Наверное, Юлий Крелин родился под счастливой звездой. Ему удалось состояться в двух ипостасях сразу: врача (а практиковал – и успешно – он до последнего дня своей некороткой жизни) и писателя, ставшего читаемым с первой своей публикации. Да что там читаемым, его произведения экранизируются (телефильм «Дни хирурга Мишкина» уже 30 лет не сходит с экранов), их разбирают на цитаты, изучают литературоведы.
Впрочем, звезды несчастливыми не бывают. Удачные обстоятельства складываются постоянно, вот только почувствовать мы их можем не всегда. Юлий Крелин смог. Родившись в Москве в конце первой трети прошедшего века, он проникся тем своеобразным духом этого города, который не дает покоя и все время торопит жить.

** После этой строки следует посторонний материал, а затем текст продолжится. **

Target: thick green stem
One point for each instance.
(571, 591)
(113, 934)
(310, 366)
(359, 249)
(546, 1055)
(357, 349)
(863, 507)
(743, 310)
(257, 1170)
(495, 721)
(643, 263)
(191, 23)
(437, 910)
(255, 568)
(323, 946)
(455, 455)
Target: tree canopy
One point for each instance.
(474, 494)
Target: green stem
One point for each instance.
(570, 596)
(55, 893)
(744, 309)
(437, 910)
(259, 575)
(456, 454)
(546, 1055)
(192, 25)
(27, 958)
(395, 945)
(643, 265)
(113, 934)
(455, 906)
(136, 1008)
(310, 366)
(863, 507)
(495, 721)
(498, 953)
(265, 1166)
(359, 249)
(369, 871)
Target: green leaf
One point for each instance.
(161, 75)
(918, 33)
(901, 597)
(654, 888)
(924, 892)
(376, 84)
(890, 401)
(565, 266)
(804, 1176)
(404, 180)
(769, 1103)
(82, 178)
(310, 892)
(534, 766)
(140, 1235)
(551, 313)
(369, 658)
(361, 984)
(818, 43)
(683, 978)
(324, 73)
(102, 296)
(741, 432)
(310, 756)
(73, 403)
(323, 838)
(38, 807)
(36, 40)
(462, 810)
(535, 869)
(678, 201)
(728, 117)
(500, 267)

Римляне верили в существование Genius loci – духа, живущего в определенном месте. И силен же он был в советской столице, коль не задавили его ни революция, ни красный террор, ни ежовщина, ни систематическая борьба с наукой и культурой, ни планомерное уничтожение самых талантливых, образованных! Так и тянет написать – «цвета нации».

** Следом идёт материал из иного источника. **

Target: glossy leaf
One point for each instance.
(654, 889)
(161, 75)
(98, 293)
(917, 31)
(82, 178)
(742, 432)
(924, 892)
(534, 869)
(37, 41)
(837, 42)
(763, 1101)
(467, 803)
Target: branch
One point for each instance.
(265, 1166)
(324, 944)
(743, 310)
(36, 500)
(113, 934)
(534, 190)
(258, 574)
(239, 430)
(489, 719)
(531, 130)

Да только какой нации? Всем досталось. Ну а евреям под занавес – борьбу с космополитизмом да «Дело врачей». Показалось, что иссякла энергия Гения Места. Дальше пустота…
Тут-то неожиданно и возник Гений Времени (назовем его по аналогии Genius tempi). Семь лет оттепели. Как уверенно вбитые в мишень семь точных попаданий. А после них можно говорить что угодно. Уже написано, издано, исполнено, сказано, спето. И маленький, недолгоживущий гений радостно хлопает в ладоши и хохочет над своими недоброжелателями. Он отравил им будущее, щедрой рукой разбросав семена: «Новый Мир», ленинградскую плеяду «ахматовских мальчиков», бородатых сибирских романтиков-«физиков и лириков» и всех тех, кто самой своей индивидуальной сутью взорвал тщательно удобренный миф об аморфной массе, высокопарно называемой «единым советским народом». Уже стало возможно без опаски говорить о приоритете личного над общественным, о конфликте между долгом и моралью, о праве выбора.